Research Example: Propellant Tank Mass Gauging Test Apparatus Development
The following paper was provided by the Colorado School of Mines as an example of the use of the Tacuna Systems EMBSGB200 amplifier in practical research applications.
Propellant Tank Mass Gauging Test Apparatus Development
Colorado School of Mines, Senior Design
In Cooperation with: Chris Dreyer (CSM), Daniel Ladner, Daniel Scheld (N-Science)
Co-authors: Martin Cowell, Peter Furness, Margaret Hunt, Nadine Janecek, Tyler King, Sarah Spangler
N-Science Corp and the Colorado School of Mines have combined efforts to outfit a propellant tank with novel gauging to measure tank fluids in space. This research is designed to be used in satellites and spacecraft propellant depots.
Current methods involve burn time integration, optical, capacitance, thermal, and level gauges. However, NASA has called for new methods of mass gauging due to inadequacies of current methods which can be subject to errors from spacecraft attitude (when in weak gravity), calculation cost, slow reaction time, etc. The new initiative is to pursue direct measurement of mass and/or volume to eliminate some sources of error.
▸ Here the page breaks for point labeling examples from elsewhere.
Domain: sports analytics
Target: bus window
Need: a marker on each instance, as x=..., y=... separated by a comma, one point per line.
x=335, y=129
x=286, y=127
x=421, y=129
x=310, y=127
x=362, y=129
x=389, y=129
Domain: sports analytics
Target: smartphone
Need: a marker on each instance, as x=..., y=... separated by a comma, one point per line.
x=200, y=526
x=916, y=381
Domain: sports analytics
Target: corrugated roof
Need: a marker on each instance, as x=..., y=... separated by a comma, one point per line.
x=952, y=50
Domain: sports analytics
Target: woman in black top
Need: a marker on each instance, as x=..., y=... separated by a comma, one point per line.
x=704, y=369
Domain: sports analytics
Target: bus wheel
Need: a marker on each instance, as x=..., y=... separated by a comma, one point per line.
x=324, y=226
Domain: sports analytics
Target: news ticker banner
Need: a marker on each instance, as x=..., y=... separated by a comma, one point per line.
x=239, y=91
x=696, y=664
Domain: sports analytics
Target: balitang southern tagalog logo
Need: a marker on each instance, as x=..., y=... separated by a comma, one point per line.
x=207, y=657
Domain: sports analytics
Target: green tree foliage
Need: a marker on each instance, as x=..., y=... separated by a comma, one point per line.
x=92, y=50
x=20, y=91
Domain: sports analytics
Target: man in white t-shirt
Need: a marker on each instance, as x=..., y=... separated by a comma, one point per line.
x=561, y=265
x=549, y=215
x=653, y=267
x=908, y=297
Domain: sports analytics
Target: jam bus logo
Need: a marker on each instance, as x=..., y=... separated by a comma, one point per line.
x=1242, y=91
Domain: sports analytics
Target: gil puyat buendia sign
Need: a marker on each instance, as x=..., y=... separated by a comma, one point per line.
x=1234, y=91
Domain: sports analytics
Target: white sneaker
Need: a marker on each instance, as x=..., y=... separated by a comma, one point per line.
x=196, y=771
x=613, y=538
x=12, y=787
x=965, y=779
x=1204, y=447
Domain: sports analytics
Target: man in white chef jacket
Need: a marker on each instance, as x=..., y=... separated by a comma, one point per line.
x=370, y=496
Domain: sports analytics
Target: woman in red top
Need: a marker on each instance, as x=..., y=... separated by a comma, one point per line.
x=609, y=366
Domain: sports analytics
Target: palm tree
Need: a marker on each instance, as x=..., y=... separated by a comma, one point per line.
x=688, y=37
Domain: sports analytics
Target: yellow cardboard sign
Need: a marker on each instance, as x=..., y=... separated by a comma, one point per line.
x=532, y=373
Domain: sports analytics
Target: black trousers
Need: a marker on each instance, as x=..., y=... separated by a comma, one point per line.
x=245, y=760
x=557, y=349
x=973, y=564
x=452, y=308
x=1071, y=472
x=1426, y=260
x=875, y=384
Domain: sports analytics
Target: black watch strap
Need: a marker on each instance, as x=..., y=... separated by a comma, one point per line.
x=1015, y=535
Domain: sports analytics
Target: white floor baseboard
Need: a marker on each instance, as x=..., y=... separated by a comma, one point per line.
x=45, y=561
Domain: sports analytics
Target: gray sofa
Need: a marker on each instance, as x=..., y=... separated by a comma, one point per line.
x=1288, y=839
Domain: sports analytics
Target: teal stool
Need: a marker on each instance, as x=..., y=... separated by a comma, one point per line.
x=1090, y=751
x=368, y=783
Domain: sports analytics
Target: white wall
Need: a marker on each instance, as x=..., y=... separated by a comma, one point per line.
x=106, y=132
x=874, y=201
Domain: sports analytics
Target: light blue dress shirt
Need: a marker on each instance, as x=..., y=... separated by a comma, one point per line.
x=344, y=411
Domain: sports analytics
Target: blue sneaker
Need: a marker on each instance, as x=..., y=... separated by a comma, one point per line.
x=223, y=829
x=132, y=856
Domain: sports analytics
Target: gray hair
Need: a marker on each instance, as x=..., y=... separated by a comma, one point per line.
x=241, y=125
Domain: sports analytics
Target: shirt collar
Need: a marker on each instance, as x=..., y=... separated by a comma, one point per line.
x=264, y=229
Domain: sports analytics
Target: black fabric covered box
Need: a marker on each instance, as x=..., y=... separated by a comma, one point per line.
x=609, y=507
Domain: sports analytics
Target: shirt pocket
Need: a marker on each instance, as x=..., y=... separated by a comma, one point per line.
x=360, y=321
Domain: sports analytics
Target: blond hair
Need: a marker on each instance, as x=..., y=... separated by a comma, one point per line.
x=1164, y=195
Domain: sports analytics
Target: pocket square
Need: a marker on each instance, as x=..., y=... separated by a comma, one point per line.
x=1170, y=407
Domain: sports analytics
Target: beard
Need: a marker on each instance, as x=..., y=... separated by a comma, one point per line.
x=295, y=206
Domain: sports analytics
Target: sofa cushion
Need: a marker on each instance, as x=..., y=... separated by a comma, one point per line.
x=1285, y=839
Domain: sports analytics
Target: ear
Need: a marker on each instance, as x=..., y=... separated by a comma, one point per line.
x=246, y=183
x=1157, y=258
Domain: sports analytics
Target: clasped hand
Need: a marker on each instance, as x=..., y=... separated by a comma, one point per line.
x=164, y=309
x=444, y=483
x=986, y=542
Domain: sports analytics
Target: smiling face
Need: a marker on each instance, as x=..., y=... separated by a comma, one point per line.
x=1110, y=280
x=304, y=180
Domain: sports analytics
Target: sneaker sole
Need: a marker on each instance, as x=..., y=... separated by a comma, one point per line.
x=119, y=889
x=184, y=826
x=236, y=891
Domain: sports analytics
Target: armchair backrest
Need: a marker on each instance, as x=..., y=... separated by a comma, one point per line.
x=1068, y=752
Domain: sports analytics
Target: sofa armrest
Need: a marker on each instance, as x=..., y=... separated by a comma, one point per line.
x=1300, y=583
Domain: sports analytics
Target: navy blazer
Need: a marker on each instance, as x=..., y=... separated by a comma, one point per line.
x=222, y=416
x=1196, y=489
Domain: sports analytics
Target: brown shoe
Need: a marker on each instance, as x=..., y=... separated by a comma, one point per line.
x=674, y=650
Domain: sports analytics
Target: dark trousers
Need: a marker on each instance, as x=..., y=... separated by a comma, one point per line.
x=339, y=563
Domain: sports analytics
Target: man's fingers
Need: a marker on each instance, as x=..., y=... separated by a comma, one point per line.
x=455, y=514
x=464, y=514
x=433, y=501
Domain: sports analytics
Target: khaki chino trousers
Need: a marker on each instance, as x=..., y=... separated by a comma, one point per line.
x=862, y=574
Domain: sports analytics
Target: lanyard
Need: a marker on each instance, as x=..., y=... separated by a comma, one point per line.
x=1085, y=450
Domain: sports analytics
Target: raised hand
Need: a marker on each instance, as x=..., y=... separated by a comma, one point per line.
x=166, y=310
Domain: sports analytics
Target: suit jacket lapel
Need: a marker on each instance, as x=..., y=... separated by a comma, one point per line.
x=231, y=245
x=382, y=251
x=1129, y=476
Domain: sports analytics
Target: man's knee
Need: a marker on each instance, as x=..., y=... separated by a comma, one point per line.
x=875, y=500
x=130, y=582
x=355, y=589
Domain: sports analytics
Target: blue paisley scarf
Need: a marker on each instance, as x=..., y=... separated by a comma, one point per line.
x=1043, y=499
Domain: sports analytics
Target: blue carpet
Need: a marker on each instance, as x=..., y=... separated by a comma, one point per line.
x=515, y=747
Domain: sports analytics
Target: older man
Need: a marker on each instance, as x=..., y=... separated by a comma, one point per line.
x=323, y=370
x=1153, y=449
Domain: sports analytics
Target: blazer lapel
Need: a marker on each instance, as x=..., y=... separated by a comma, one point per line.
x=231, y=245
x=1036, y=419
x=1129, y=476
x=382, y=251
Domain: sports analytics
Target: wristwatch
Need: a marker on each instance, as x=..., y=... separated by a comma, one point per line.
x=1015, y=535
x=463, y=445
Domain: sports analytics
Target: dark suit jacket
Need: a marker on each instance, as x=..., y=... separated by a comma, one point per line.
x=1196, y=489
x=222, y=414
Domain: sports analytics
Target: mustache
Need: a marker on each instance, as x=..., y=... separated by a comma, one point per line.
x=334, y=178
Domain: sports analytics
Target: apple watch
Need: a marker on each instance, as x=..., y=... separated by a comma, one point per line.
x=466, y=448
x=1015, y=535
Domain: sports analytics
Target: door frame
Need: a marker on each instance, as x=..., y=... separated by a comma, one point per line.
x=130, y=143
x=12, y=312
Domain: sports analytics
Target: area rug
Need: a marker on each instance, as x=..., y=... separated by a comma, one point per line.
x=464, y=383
The novel N-Science Concept treats the tank and fluid as a harmonic oscillator. Resonant frequency has a strong correlation to mass and assumes fluids act like a solid body at frequencies greater than sloshing.
System 1.0 Vertical Suspension Testing
9 amplified (2200x) strain gauges using Tacuna Systems EMBSGB200 amplifiers sampled at 4000 samples/second using LabVIEW
Large car audio speaker + amp providing excitation of a chirped sine wave (80-800 Hz)
Resulting data showed strong correlation between tank mass and resonant frequency.
System 2.0 Spherical Vessel Testing
We designed a symmetrical tank to eliminate angle dependence and use multi axis excitation to ensure accurate special frequency response.
8 amplified (2200x) strain gauges using Tacuna Systems EMBSGB200 amplifiers sampled at 4000 samples/second using LabVIEW
The use of the symmetrical tank removes angle dependence. As suggested in the first iteration of the resonance experiment, the version 2.0 data shows a strong correlation between fill fraction and resonance. However, this second version showed this correlation exists at any angle.